Aus dem Videomaterial der Tankstelle ging hervor, dass der Angeklagte und das Opfer in der Tatnacht stark alkoholisiert waren. Eine genaue Einschätzung bezüglich Alkoholmissbrauch oder -abhängigkeit des Angeklagten konnte die Medizinerin mangels Informationen zu dessen Konsumverhalten nicht vornehmen. Lübcke-Werner vermutete aufgrund des Verletzungsbildes eine impulsive, affektive Tat aus Wut mit niedriger Hemmschwelle. Sie erläuterte, dass das Opfer vermutlich bereits am Boden lag, als es die Verletzungen erlitt.

Betrunkene wissen, dass sie jemanden verletzen können

Die Verteidigung hinterfragte, ob sich jemand mit verminderter Hemmschwelle um die Tragweite einer solchen Tat bewusst sei. Die Oberärztin stellte klar, dass auch Betrunkene grundsätzlich wissen, dass sie jemanden verletzen können, aber keine Methode existiere, um festzustellen, ab wann genau diese Einsichtsfähigkeit durch Alkohol beeinträchtigt ist.

Vor dem Sachverständigengutachten hatte die Kammer verschiedene Zeugen zum Verhalten des Beschuldigten nach der Tat gehört. Dabei lieferte der Zeuge O. - nach eigenem Bekunden ein Freund des Angeklagten – nur eine fragmentarische Aussage vom Morgen des 6. September 2021. Die Tat hatte sich in der Nacht vom 5. auf den 6. September 2021 zwischen 1.06 Uhr und 1.47 Uhr in der Nähe der Tankstelle in der Harsefelder Straße ereignet. Seit der Tat liegt das Opfer im Wachkoma.

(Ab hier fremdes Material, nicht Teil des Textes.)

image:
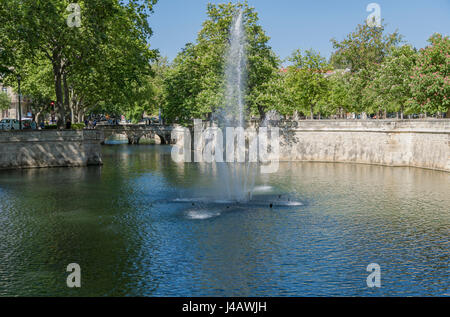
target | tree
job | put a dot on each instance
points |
(5, 101)
(108, 52)
(306, 81)
(392, 81)
(430, 82)
(338, 98)
(195, 83)
(362, 51)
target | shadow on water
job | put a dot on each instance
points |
(121, 222)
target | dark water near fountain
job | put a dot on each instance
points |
(137, 227)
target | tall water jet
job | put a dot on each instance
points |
(238, 178)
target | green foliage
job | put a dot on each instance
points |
(363, 48)
(306, 81)
(78, 126)
(391, 87)
(430, 82)
(194, 84)
(98, 64)
(5, 101)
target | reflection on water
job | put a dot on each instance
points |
(121, 223)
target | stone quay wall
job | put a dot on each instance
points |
(50, 148)
(415, 143)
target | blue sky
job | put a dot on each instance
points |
(294, 24)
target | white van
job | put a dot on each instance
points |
(9, 124)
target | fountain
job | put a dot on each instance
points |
(234, 181)
(238, 178)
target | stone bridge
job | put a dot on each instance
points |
(135, 132)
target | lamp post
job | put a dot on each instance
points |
(20, 106)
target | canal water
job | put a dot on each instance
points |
(137, 227)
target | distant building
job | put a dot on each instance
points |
(13, 111)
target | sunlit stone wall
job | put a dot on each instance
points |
(50, 148)
(424, 143)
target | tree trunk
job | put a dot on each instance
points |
(59, 106)
(262, 113)
(67, 101)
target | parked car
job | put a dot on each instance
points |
(9, 124)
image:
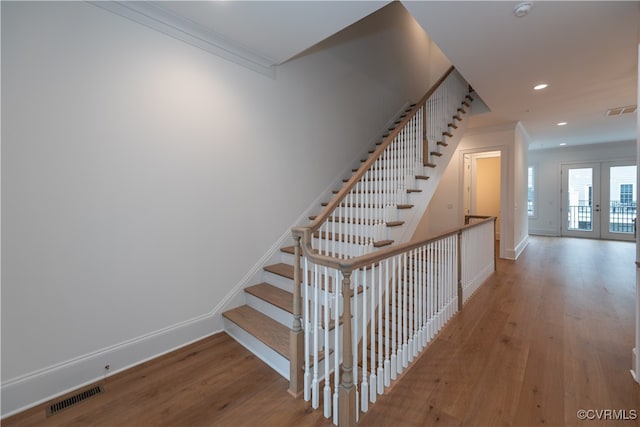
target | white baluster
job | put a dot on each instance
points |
(327, 359)
(337, 350)
(405, 309)
(394, 323)
(365, 384)
(372, 328)
(410, 310)
(380, 374)
(356, 338)
(387, 362)
(307, 333)
(314, 384)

Der Angeklagte habe mit ihm telefoniert und gesagt, er habe Mist gebaut, schilderte der Zeuge. Er beschrieb den Angeklagten bei ihrem Treffen als sichtbar nervös und stark alkoholisiert. Weiter konnte er sich nur bruchstückhaft an die Ereignisse erinnern. Nach Konfrontation mit seinen früheren Angaben erinnerte sich der Zeuge, dass der Angeklagte eine Schlägerei mit einem Mann erwähnt hatte, blieb jedoch in seinen Details ungenau, was bei Richter Marc-Sebastian Hase den Eindruck einer bewusst unvollständigen Erinnerung hervorrief. Der Zeuge charakterisierte den Angeklagten trotz fehlender Selbstkontrolle im Umgang mit Alkohol als nicht aggressiv. Seine lückenhafte Zeugenaussage veranlasste das Gericht, eine nochmalige Befragung der Polizistin anzuordnen, die den Zeugen ursprünglich vernommen hatte.

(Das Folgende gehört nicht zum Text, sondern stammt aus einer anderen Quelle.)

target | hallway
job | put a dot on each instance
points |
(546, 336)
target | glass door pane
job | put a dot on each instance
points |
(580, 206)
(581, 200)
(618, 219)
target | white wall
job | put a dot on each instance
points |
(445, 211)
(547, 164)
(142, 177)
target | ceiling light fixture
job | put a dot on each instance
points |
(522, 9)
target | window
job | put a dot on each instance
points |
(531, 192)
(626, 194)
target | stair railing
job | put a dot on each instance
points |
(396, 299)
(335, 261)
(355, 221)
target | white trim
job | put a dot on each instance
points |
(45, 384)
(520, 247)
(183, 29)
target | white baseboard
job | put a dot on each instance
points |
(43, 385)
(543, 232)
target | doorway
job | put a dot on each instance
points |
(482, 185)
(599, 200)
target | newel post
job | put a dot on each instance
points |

Angeklagter meldete sich am Tag nach der Tat krank

Den Verteidigern Rainer Mertins und Ayke Bielke war es wichtig herauszufinden, wie wortgetreu die Zeugenaussagen bei der Polizei verschriftlicht wurden. Insbesondere der Beamtin, die den Zeugen vernommen hatte, warfen sie eine unsaubere Vorgehensweise bei der Protokollierung der Vernehmung vor. Das veranlasste sie, über einen Verwertungswiderspruch sowohl der Zeugenaussage als auch der vernehmenden Beamtin nachzudenken.

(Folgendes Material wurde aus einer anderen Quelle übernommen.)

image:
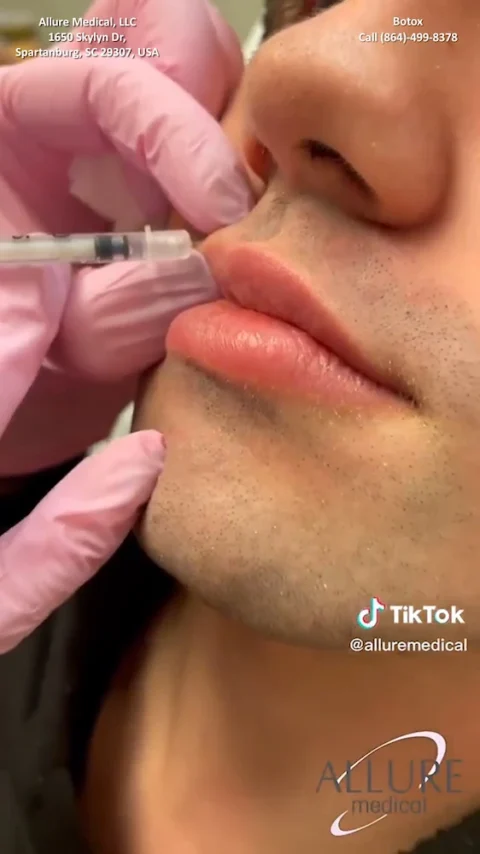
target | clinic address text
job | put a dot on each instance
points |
(83, 43)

Mit der Kritik an der Kammer ging es nach der Vernehmung eines Arbeitskollegen des Angeklagten weiter. Der Zeuge hatte gesagt, dass der Angeklagte sich am Tag nach der Tat krankgemeldet habe, weil ihm seine Hand wehgetan hätte. Auf Nachfrage gab er an, gewusst zu haben, dass der Angeklagte sich einige Tage zuvor an einer Säge verletzt hatte. Dazu stellte die Kammer keine Fragen, was Mertins „befremdete“.